The first is the English Gardens or referred to by the locals as the "Large Garden".  It's a piece of property measuring roughly 3,100 feet by 6,300 feet.

The original concept came up around 1676.....a landscaped piece of property with trees, open ground, small ponds and streams.

It's gone through various stages over the past 350-odd years, and hit some low points.

The park has a light-rail connection at one end which can deliver a guy from the middle of Dresden to the park in a matter of ten minutes.  It's also near a hop-on-hop-off point with the tourist bus.

If you note the one picture shown.....the grass is awful dead at present.....from a six-week long drought.

The second site?  Oddly, the German Hygiene Museum.  This started out in 1912 as the German Medical Museum.

Oddly, it wasn't a government or university-run operation in the beginning.  It was sponsored by a successful businessman from the local area....Karl August Lingner.

Naturally, Lingner and his business front produced a number of health-related products.....and I would imagine the original displays all tied into his product line and future sales activity.  The thing is.....it drew people from the very beginning because of the clever graphic displays and the ability to take a complex medical situation and explain it in simple details.

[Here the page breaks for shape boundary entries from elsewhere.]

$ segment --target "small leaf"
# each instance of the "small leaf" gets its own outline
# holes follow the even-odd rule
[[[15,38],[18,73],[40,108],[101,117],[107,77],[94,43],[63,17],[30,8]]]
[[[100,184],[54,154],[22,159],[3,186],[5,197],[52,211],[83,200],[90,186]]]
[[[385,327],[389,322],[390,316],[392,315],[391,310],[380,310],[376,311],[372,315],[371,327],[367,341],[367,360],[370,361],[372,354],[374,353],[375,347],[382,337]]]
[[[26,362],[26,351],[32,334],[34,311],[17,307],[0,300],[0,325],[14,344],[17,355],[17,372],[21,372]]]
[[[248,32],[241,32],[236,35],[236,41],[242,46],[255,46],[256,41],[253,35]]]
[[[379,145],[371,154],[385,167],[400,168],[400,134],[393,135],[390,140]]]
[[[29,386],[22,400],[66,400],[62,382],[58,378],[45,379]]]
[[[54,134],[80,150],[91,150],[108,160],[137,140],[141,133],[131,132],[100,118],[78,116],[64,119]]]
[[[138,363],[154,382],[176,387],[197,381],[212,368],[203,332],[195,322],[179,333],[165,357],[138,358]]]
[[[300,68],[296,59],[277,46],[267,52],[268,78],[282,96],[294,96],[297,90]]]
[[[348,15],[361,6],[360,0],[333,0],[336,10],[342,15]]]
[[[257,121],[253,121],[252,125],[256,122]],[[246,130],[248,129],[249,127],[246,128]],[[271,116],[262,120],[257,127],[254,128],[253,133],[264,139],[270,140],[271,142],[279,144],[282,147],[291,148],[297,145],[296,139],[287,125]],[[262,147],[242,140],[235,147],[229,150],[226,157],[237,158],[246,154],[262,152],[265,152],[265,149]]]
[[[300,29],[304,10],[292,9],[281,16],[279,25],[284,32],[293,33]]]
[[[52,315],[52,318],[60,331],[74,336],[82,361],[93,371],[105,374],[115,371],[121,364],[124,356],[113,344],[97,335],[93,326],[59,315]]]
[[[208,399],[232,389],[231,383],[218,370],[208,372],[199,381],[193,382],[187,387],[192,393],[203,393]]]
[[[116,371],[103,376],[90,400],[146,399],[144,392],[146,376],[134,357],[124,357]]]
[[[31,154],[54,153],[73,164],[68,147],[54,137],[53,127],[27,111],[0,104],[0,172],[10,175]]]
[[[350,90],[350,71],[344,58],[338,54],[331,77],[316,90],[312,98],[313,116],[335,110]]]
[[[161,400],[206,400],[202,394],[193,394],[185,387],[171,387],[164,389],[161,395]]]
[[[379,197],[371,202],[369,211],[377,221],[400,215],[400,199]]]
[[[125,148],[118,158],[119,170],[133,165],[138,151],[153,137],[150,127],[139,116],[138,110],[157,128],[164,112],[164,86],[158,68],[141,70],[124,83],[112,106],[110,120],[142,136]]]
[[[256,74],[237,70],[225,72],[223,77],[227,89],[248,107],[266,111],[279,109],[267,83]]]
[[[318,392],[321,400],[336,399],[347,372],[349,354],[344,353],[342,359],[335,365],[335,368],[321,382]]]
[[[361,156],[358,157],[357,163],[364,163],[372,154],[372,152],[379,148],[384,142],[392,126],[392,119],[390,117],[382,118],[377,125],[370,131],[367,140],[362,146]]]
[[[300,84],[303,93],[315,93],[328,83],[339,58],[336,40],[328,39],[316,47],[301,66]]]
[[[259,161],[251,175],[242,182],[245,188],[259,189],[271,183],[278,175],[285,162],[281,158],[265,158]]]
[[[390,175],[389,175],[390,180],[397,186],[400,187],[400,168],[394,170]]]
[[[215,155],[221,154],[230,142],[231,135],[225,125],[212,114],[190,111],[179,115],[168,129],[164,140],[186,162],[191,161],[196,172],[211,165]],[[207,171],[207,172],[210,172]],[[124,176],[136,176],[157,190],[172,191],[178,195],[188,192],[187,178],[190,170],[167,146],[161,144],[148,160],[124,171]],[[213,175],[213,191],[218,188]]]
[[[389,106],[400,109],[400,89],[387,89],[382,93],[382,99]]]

In the 1930s.....the Nazis came to control the Museum and had the display graphics shifted around to focus on their supported ideas around Eugenics.  The structure was heavily damaged in WW II, and rebuilt to some degree during the DDR-era.  Around twenty years ago, it went through another renovation episode and continues on today.

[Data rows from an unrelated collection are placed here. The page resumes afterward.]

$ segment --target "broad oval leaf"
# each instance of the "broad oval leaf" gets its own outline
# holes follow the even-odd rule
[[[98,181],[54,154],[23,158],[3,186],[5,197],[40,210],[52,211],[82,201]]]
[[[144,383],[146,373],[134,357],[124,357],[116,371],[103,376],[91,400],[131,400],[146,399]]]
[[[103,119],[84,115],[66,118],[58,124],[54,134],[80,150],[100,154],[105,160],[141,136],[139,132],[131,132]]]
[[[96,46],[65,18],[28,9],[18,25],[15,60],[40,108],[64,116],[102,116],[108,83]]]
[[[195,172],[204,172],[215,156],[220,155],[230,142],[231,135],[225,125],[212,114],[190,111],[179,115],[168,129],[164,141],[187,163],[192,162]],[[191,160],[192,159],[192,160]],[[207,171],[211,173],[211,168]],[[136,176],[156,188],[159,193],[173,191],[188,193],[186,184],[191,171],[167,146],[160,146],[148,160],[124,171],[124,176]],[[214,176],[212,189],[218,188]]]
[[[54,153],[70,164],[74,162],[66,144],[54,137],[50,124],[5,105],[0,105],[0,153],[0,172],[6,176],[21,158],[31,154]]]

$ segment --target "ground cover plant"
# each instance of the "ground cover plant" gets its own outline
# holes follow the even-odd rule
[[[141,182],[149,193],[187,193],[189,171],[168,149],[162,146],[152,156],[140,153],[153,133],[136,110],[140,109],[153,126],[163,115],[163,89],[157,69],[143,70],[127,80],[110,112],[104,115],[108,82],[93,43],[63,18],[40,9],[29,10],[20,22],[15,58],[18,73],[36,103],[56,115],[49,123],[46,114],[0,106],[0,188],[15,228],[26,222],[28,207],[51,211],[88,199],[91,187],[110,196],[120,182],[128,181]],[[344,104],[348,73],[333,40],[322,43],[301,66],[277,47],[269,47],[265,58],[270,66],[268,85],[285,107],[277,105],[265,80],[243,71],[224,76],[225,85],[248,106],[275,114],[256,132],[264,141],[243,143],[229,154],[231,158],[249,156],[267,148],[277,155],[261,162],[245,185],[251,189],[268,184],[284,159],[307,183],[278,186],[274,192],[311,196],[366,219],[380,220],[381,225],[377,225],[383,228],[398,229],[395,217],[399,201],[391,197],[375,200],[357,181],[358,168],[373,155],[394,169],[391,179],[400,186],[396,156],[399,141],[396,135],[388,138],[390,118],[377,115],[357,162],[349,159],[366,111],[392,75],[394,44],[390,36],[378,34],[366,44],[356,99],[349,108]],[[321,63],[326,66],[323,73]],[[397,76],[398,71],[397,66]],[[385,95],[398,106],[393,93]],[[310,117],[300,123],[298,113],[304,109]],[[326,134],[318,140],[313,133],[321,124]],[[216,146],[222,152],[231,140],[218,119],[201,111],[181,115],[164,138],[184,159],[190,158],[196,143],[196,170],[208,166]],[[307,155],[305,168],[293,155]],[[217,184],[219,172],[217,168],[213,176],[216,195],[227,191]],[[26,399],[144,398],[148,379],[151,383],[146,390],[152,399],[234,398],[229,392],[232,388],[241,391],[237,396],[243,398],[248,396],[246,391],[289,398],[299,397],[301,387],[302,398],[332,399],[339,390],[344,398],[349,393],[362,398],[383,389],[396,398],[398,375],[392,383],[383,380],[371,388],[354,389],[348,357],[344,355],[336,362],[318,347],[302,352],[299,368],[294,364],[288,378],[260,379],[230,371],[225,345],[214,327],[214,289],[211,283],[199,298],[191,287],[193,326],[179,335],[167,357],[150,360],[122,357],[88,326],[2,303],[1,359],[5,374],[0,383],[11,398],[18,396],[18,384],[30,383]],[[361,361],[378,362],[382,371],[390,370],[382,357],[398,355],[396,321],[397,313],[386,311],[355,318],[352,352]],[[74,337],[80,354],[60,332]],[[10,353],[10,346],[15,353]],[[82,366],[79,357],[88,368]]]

There are three basic displays.  There's the kid's science area over the human body, the adult science area which covers everything related to health and hygiene, and the special display area.  Right now, the special display area is a graphical detail episode to explain 'relationships' and how they fit into the human health situation.

The relationships display.....from my own prospective.....has a relationship to old DDR values and is amusing at certain times.

The museum and gardens are next to each other and you probably need six to eight hours to do a decent walk through them.  The museum has a coffee shop and it's a good place to guzzle down some water if you get dehydrated.